Systems of Poverty

Several years ago, I participated in the AdvancingCities Initiative run by JP Morgan Chase – cities and/or regional groups were to propose projects that addressed one or more of several key ‘focus areas’ for the initiative, all generally based around improving the major cities within the region. As I am based in St. Louis, I got involved there.

E2E: Education to Employment

My particular proposal was the development of an ISA-financed “Education to Employment” pathway where various stakeholders (i.e. government, employers, schools and non-profits) would coordinate their activities to provide educational and other support services needed to help folks from low-income backgrounds get living-wage jobs. These investments would be financed by an ISA, where the student would start paying back a percentage of their income once they started earning over a threshold amount. The proceeds from this payment would then be divided across the various organizations within the ecosystem according to an agreed upon formula.

It was my hope that this would provide an economically sustainable way to continually reinvest in our communities.

Mapping the System

My proposal wasn’t chosen and we ended up going in a different direction. But in the course of those discussions I learned a lot about the causes of poverty and the feedback loops that often make it very difficult both to escape individually and/or address systemically.
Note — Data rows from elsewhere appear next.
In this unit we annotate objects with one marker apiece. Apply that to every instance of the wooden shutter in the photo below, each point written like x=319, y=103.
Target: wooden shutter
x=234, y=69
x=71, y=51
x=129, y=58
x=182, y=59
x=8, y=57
When faced with complex problems like this, one of the things I like to do for my own sake is to develop what I call “causal maps”: basically simple digrams that map out the cause-effect dynamics at play.

The way to read the maps are simple – it’s mainly [Cause] –> [Effect]. I find that doing this often helps me distill a lot of complexity down into something that I can understand, while also highlighting the interconnected nature of the problem.

Draft effect map of poverty
Draft Cause-effect map of poverty

Above is an example of a simple one I created to understand the dynamics of poverty. Now I certainly don’t claim that this is complete or that I am any type of expert. I am mainly sharing in case others find it interesting and to encourage trying this mapping approach and see if it works for them.